The Latest with Greg Ott
The Latest with Greg Ott
Episode 42: The Mask Flinger


Those voices are discussing the novel coronavirus, the March sensation that Americans have already moved on from faster than Tiger King.

With the death toll passing 120,000 in the United States, citizens have grown sick and tired of getting sick and tired, pining for the simpler times of managing a constitutional crisis rather than a public health crisis. 

As South Korea has begun to open its baseball stadiums and Germany has begun to open its tourism industry, the United States has begun to open its lungs to thousands upon thousands of new infections.

The concept of our “Phase Two” reopening has signaled that instead of microwaving TGI Fridays frozen potato skins from the confines of your self-quarantined home, it’s time to return to the actual TGI Fridays in your strip mall parking lot, where an essential employee will microwave those frozen potato skins at your behest. 

Depending on your state, you may be allowed to return to tattoo parlors, tanning salons, and TJ Maxx dressing rooms — so even if you catch the virus, at least you’ll die doing what you love: looking bad. 

Like a college theater student dropping his lines during the first act of A Midsummer NIght’s Dream, things are likely to keep getting worse and we’ve still got a long way to go. 

Over the weekend, states like Florida, Nevada, and South Carolina hit record-breaking infection rates, earning rave reviews on TripAdvisor as The Best Vacation Spots to Get the Most Use Out of Your Ventilator.  

In Texas, 12 re-opened bars have lost their alcohol permits for violating health protocols, such as ignoring social distancing, exceeding capacity limits, and serving Blue Moon Mango Wheat on tap. 

And since Mr. Trump’s Oklahoma campaign event over the weekend, which didn’t require masks, social distancing, or attendance, apparently, at least eight of the president’s staff members have contracted the virus — the first time anything positive has emerged from one of his rallies. 

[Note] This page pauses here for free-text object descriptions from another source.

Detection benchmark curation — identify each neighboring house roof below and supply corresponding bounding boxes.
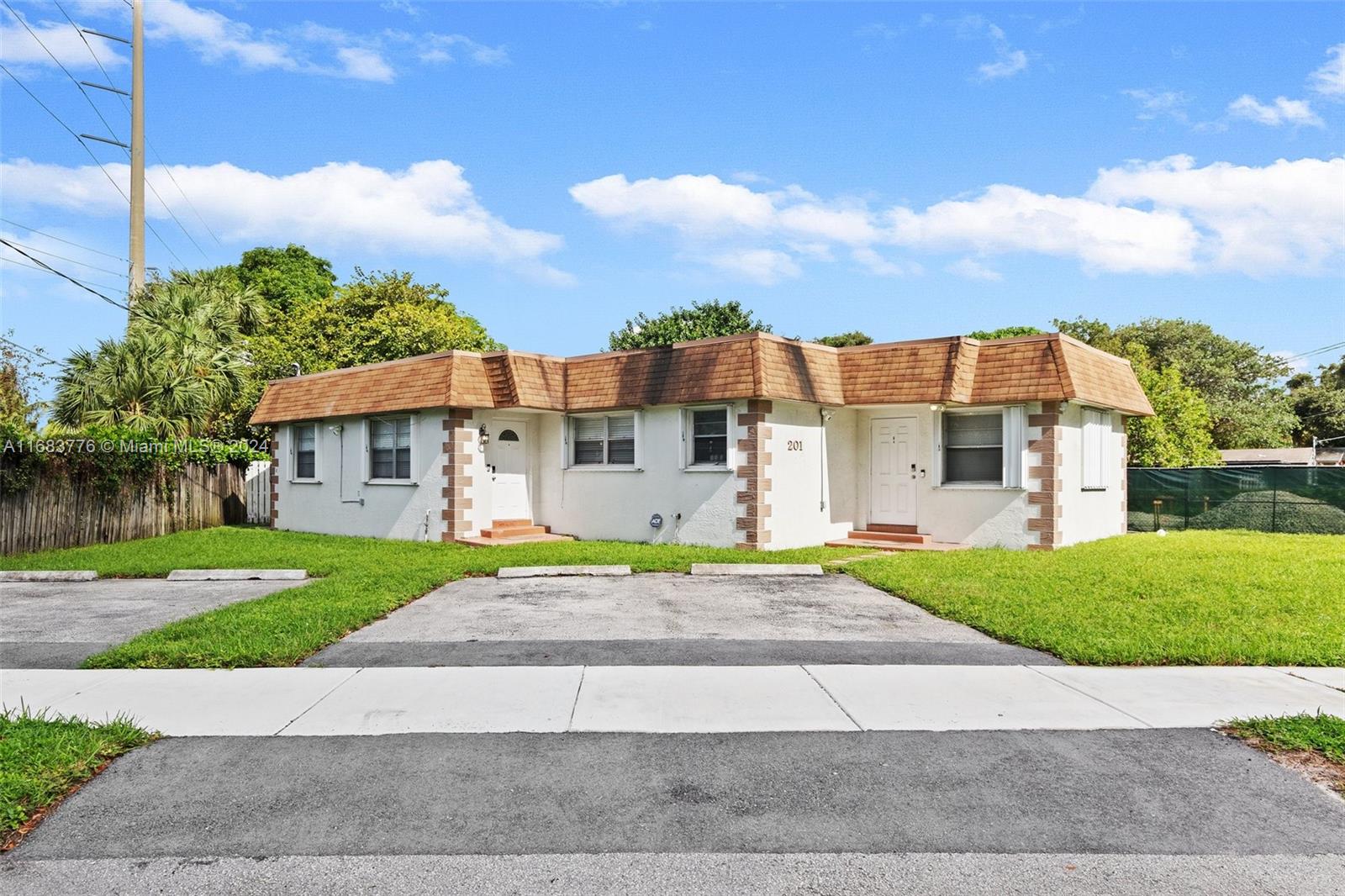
[251,332,1152,424]
[1219,448,1316,466]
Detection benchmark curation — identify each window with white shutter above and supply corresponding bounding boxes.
[569,413,635,466]
[1083,408,1111,491]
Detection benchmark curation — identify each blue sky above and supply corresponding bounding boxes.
[0,0,1345,395]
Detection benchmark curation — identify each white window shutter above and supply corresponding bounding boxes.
[634,410,644,470]
[1004,405,1027,488]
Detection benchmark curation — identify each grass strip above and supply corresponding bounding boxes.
[0,708,155,849]
[845,530,1345,666]
[3,526,863,668]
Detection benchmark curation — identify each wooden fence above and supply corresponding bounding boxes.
[0,464,246,554]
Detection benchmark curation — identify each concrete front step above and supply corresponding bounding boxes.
[457,530,574,547]
[847,529,933,545]
[482,522,551,538]
[827,533,971,551]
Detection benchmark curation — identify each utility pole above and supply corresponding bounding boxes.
[126,0,145,299]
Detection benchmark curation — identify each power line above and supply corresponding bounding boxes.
[0,240,121,277]
[0,0,210,266]
[0,62,187,268]
[0,336,61,365]
[0,256,126,293]
[0,237,130,311]
[54,0,224,248]
[0,218,130,262]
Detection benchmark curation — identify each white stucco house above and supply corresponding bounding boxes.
[253,334,1152,549]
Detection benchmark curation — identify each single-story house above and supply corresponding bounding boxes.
[251,332,1152,549]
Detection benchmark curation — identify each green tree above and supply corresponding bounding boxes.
[1289,358,1345,445]
[967,324,1045,339]
[1126,347,1222,466]
[1054,318,1295,448]
[0,329,50,430]
[812,329,873,349]
[227,244,336,314]
[608,300,771,351]
[54,271,267,437]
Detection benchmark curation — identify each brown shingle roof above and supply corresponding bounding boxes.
[251,334,1152,424]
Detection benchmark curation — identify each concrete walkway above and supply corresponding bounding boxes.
[0,665,1345,736]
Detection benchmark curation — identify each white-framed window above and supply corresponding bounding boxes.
[1083,408,1111,491]
[368,417,412,482]
[943,409,1005,486]
[289,423,318,482]
[567,412,636,468]
[682,405,733,470]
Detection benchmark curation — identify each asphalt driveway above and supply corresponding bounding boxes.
[0,578,300,668]
[308,573,1058,666]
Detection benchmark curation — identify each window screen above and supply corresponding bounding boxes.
[691,408,729,466]
[943,410,1004,483]
[368,417,412,479]
[294,424,318,479]
[570,414,635,466]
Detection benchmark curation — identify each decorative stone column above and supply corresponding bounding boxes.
[441,408,475,540]
[1027,401,1064,551]
[736,398,771,551]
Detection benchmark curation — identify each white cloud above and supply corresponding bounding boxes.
[1307,43,1345,99]
[708,249,803,287]
[1088,156,1345,276]
[0,12,130,71]
[977,50,1027,81]
[570,156,1345,282]
[1228,92,1325,128]
[419,32,509,66]
[1121,89,1190,124]
[947,15,1027,81]
[336,47,395,82]
[570,173,775,237]
[944,258,1004,282]
[0,159,573,284]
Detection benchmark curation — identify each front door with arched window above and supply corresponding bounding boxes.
[486,421,533,520]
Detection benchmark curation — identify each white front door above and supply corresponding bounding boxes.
[486,423,533,519]
[869,417,916,526]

Earlier today, the head of the World Health Organization claimed that the greatest threat we face is not the virus itself, it’s the lack of global solidarity and global leadership

And indeed, from the USA hijacking supplies meant for other countries to the president himself declaring that he ordered testing to be slowed down to make it seem like we have fewer cases, the world’s most indispensable nation has dispensed with the notion that it’s indispensable. 

One astonished expert in New Zealand, which has only had three new cases in three weeks, has said that it feels like the U.S. has given up, which rings true — why bother to continue telling its people to stay at home when the country itself has already put on its sweatpants and ordered Seamless?

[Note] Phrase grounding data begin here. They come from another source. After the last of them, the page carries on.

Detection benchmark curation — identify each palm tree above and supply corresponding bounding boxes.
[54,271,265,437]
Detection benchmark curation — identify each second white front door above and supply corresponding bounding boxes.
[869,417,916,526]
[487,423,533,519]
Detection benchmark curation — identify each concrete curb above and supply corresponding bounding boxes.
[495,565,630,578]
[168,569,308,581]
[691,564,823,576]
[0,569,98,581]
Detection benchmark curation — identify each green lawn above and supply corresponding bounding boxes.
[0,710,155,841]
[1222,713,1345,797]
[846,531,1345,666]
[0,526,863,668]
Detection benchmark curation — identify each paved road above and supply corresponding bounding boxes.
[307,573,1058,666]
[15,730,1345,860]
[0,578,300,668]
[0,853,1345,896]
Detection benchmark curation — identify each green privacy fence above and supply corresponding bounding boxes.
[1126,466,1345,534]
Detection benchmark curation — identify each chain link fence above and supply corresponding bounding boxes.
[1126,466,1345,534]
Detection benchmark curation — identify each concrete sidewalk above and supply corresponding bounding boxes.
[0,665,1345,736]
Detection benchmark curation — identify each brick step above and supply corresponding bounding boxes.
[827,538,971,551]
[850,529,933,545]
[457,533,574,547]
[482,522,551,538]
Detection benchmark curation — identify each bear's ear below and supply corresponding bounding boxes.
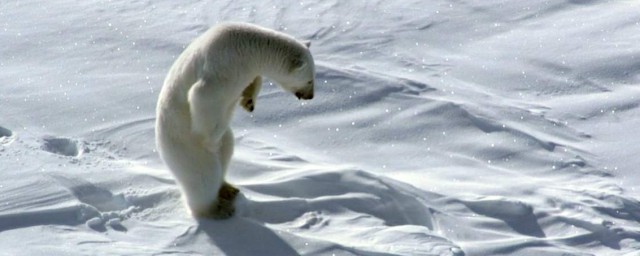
[289,55,307,72]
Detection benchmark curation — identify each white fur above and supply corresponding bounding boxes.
[156,23,315,218]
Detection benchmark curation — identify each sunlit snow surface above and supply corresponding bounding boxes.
[0,0,640,255]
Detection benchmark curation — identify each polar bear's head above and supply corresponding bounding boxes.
[275,42,316,100]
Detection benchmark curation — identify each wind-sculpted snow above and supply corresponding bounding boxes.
[0,0,640,256]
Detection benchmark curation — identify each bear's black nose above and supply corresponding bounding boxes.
[295,92,313,100]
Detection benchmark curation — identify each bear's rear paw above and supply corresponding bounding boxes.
[218,182,240,201]
[240,97,256,112]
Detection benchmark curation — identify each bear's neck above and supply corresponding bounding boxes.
[239,32,299,79]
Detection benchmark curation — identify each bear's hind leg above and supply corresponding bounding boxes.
[240,76,262,112]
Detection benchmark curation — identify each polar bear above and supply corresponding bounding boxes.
[156,23,315,219]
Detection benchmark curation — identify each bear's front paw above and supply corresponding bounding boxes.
[240,97,256,112]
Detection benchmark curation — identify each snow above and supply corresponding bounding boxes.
[0,0,640,256]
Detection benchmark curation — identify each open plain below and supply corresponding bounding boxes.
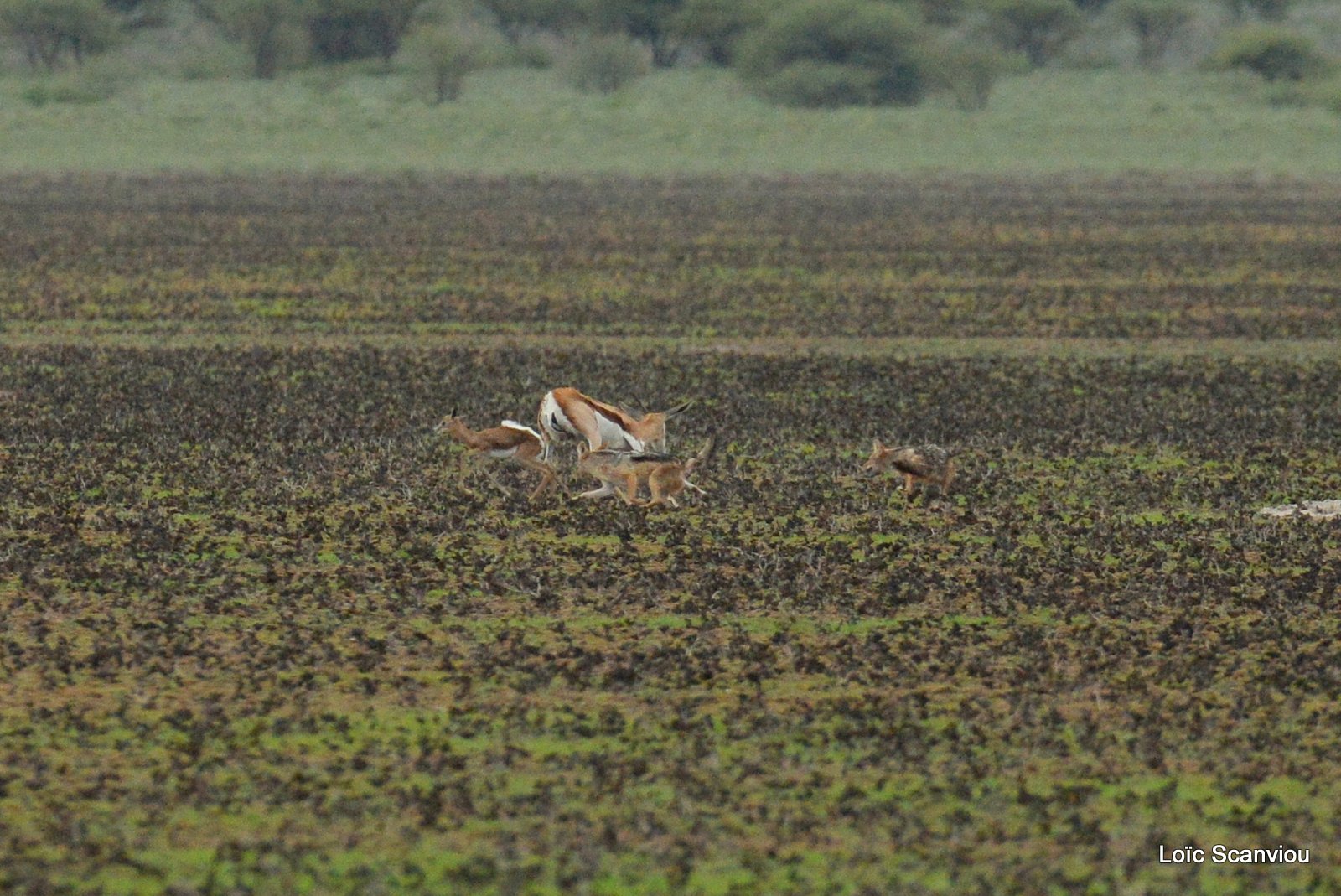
[0,176,1341,896]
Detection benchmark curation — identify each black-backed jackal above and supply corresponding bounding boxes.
[538,386,693,452]
[578,438,716,507]
[861,438,955,495]
[434,411,558,500]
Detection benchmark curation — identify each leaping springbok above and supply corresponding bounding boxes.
[539,386,693,451]
[433,409,558,500]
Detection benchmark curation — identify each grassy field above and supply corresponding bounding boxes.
[8,69,1341,179]
[0,176,1341,896]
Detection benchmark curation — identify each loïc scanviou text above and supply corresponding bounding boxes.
[1160,844,1309,865]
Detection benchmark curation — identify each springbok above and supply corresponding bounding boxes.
[861,438,955,495]
[433,409,558,500]
[538,386,693,452]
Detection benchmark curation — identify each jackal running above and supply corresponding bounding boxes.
[578,438,716,507]
[861,438,955,495]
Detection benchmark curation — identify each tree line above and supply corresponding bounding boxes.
[0,0,1332,109]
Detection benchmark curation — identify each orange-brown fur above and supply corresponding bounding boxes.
[438,413,558,500]
[539,386,693,451]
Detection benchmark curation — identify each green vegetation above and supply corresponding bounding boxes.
[0,0,1341,176]
[0,171,1341,896]
[0,65,1341,177]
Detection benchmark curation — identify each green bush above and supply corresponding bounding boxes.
[581,0,684,69]
[401,23,507,103]
[675,0,767,65]
[739,0,934,106]
[1116,0,1193,69]
[0,0,116,71]
[561,34,650,94]
[1211,25,1332,80]
[987,0,1085,69]
[304,0,420,62]
[930,40,1007,111]
[196,0,307,79]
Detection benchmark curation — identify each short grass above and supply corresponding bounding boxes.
[0,69,1341,177]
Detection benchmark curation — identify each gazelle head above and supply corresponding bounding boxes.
[861,438,897,474]
[632,398,693,451]
[433,407,465,436]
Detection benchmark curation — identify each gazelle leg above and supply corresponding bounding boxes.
[578,482,617,498]
[624,474,642,505]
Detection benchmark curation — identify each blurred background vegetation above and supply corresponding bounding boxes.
[0,0,1341,174]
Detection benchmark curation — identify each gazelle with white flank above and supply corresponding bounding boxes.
[433,409,558,500]
[539,386,693,451]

Experts have disputed the notion that we’re entering a second wave of the coronavirus and are instead still dealing with the effects of the first — after all, how can we be expected to watch another Ghostbusters sequel when we haven’t finished suffering through the reboot?

Rather than going through waves of new virus infections, it’s said that COVID-19 will simply continue to spread across the USA like a forest fire. But I doubt we’ll be seeing Smoky the Bear wearing a face mask — for one thing, the guy can’t even be bothered to put on a shirt. 

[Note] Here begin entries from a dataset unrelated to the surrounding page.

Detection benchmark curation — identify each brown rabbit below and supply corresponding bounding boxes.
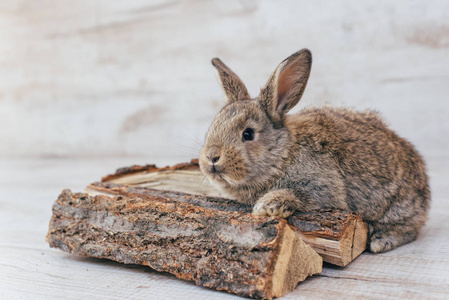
[200,49,430,253]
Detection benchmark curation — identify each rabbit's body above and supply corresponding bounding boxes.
[200,50,430,252]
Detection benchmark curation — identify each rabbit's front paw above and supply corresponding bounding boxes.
[253,190,298,218]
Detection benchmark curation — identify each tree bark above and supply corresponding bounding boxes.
[47,161,367,299]
[102,159,368,267]
[47,188,322,299]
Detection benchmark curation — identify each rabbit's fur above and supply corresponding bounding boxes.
[200,49,430,252]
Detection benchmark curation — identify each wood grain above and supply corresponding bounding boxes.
[0,157,449,300]
[101,159,368,267]
[47,190,322,299]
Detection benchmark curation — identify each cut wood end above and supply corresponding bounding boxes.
[101,158,199,182]
[270,222,323,297]
[292,213,368,267]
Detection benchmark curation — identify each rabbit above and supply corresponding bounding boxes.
[199,49,430,253]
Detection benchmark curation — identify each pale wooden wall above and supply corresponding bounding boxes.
[0,0,449,160]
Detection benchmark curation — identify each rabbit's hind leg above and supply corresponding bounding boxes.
[369,223,418,253]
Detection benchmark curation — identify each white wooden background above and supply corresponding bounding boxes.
[0,0,449,158]
[0,0,449,299]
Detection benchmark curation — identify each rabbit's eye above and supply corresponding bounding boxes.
[242,128,254,141]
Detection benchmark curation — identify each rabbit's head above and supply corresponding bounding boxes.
[199,49,312,200]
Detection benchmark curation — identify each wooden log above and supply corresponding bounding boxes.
[47,188,322,299]
[100,159,368,267]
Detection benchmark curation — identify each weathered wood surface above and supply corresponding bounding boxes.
[100,159,368,266]
[0,0,449,161]
[0,157,449,300]
[47,188,322,299]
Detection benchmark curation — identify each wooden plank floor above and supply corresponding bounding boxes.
[0,158,449,299]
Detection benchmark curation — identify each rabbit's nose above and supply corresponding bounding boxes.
[207,146,220,165]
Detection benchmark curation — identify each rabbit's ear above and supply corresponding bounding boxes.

The nation’s newfound doctrine of America First has translated into Americans first, which is proving to be as constructive as writing “first” as the first comment on a YouTube video.

The notion of wearing a mask to keep your neighbors from getting sick has morphed into a declaration of individual liberty, like that Punisher decal on the back of your F150 that’s lowering its resale value.

The very notion that the government is looking out for our best interests is seen as an affront to our personal freedom, and glorious patriots shouldn’t have to put up with masks, seatbelts, motorcycle helmets, or smoking bans. You’re damned if you do, dead if you don’t. 

Back in March, I wondered what things were going to be like after people got sick of playing Heads Up over Houseparty during their extended snow day. 

And when you see the pictures of crowded beaches between the east and west coasts, it’s clear that our answer has been to pretend that we’ve gone back to normal even though we’ve committed to digging holes and sticking our heads in the sand.

Make no mistake: I’m not against things reopening or trying to find ways of getting back to normal, but there’s nothing normal about live-streamed Karens demanding to enter a Red Lobster without a mask. I mean, it’s normal for us; it’s just not normal in general. 

As governors in virus-stricken states like Florida and Texas begin coming around to the reality that the virus still needs to be taken seriously, I hope that people who desperately need that $12 haircut to look better on Zoom sales calls will also try to take this pandemic seriously again.

Otherwise, we’ll carry on as the Home of the Free to Land in the Grave.